Gli occhi di Ashley scintillavano contro il riflesso del tramonto. Baluginanti di lacrime. Ferme per l’orgoglio, eppure combatté per amore. «Non ho mai provato un sentimento profondo per lord Collins, milord. Solo che il mio cognome non poteva competere con il vostro titolo, e non mancavate di umiliarmi.»

«Se mi mandaste via, rinuncereste ad una vita di passione. Io e voi bruciamo come le fiamme delle candele, al solo passaggio del vento.» Le sfiorò i capelli con le dita. «Voi siete come l’oro per me, anche senza la ricchezza.» Poi la baciò e per un istante i sensi di Ashley si abbandonarono al sentimento. «Trascorrerò i mesi più tormentati della mia esistenza senza di voi» le sussurrò James, tenendola stretta a sé, «il viaggio a Malta sarà l’inferno per avervi oltraggiata eppure ho un unico desiderio a tenermi in vita, sposarvi ancora, miss Sullivan. E questa volta sarà per amore.»

Prese tra le mani l’anello con topazio azzurro e lo avvicinò agli occhi scintillanti di sua moglie. Sì, questa volta aveva colpito nel segno.

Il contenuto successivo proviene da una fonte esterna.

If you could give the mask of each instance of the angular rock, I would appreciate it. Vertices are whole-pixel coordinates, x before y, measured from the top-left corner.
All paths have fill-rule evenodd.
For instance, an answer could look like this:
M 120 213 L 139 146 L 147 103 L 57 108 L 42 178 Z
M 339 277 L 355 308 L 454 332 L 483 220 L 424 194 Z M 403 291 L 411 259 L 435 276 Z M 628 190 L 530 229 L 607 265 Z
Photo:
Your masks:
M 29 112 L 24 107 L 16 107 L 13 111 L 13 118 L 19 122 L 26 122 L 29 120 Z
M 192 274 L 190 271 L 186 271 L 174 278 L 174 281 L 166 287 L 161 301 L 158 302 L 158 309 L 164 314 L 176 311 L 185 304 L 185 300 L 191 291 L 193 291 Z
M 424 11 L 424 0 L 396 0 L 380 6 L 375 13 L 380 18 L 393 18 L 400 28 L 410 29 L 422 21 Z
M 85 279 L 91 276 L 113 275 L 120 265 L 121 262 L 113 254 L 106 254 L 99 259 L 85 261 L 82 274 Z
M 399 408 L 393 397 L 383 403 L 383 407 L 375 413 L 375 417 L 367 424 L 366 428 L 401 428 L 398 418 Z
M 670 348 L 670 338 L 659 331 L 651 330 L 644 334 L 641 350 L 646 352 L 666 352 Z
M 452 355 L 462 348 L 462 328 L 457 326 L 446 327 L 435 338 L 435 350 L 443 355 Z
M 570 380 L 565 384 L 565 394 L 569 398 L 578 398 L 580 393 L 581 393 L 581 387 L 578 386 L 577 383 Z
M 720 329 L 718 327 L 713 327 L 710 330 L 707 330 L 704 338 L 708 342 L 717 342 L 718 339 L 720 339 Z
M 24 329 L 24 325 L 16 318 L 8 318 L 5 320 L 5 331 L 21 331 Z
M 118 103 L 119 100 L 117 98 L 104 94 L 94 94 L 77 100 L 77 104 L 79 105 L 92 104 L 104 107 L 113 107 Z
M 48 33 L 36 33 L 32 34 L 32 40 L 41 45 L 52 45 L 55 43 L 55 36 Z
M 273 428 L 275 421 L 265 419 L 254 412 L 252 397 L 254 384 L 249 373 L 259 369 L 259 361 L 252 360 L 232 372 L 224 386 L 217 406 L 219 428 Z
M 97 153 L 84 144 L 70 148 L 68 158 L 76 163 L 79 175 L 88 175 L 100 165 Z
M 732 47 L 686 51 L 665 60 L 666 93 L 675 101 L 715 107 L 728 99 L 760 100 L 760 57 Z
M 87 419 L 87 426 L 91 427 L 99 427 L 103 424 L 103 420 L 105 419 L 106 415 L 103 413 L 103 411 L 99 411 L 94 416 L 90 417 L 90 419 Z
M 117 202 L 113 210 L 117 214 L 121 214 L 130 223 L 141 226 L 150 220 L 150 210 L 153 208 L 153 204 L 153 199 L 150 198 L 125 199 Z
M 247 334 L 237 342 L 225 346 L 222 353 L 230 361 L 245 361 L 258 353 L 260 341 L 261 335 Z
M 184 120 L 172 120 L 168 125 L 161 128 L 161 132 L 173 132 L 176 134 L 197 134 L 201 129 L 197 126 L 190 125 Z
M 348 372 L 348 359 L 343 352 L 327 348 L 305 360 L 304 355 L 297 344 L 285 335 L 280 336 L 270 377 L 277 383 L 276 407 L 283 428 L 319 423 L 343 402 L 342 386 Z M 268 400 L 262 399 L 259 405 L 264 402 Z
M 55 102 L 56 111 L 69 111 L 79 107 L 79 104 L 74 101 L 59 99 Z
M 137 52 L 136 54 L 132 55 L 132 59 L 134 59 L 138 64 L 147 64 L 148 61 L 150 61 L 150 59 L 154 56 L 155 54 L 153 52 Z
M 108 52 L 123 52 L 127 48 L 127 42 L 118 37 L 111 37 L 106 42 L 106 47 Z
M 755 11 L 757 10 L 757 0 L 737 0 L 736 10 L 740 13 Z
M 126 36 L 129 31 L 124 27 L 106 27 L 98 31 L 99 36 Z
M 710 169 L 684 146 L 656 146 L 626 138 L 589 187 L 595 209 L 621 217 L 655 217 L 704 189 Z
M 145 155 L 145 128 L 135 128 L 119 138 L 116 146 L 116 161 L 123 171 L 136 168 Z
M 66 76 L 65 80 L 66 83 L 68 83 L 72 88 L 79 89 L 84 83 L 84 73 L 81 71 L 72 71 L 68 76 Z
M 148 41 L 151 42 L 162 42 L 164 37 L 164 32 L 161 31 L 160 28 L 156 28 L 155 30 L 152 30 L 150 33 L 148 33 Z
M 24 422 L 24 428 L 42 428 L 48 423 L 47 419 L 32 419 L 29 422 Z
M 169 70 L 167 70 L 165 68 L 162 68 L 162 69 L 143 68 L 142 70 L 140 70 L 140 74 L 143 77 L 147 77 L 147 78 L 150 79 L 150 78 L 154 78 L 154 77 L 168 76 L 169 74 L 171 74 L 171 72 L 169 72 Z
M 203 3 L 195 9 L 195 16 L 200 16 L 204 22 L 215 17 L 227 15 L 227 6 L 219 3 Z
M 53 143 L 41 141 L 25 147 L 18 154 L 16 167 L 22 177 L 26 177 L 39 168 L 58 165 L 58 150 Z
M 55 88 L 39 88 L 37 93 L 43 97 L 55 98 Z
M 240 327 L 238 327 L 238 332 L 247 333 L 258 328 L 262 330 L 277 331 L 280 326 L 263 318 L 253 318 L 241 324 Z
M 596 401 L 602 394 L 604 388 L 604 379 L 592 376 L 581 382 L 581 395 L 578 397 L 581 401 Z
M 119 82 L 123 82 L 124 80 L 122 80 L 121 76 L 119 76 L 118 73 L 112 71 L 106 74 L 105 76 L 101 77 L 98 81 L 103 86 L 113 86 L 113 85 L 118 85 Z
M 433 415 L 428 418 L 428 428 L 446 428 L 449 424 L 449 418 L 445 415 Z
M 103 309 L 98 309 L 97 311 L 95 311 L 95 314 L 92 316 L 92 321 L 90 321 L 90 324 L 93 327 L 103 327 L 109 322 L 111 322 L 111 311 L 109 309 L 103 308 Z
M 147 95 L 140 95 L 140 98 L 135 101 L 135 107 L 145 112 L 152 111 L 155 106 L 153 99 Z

La ragazza di Southampton non parlava.

«Consideratelo un anello di fidanzamento, sebbene voi già mi apparteniate.» Glielo infilò all’anulare e le baciò la mano, prima di stringerla ancora a sé.

L’orgoglio di Ashley si sciolse tra le braccia di lord Anson e senza pronunciare parole, decise.

Lo vide partire poco dopo, la carrozza rossa si allontanava dal cottage per dirigersi al porto, dove si sarebbe imbarcato per la Francia. Strinse tra le mani la lettera di Emily e la bagnò di lacrime. Lord Anson se ne stava andando. E con lui la sua felicità.

Ashley seguì il riflesso dorato degli stemmi sulla vettura, finché divennero distanti e piccoli, come due ghinee, poi tornò in casa e si mise allo scrittoio. Intinse la penna nell’inchiostro e scrisse un nome.

Le lacrime non si erano ancora fermate, macchiarono la pergamena e la sollevò contro la luce cremisi del tramonto. Era sfuocato, si leggeva però ancora bene, il nome della sua più cara amica, Emily Anson. Sarebbe stata la prima a ricevere la notizia. Il ricevimento per l’avvenuto matrimonio tra Ashley Sullivan e lord James Anson, nella prossima primavera.

Era solo una questione di tempo, il ritorno di milord dalle Colonie, poi sarebbe fiorita la felicità. Anche nel cottage di John Sullivan.

E forse un giorno gliel’avrebbe confessato che lo amava, eppure era orgogliosa di non avere ceduto in quel tramonto tra le campagne dell’Hampshire. Era pur sempre una Sullivan, no?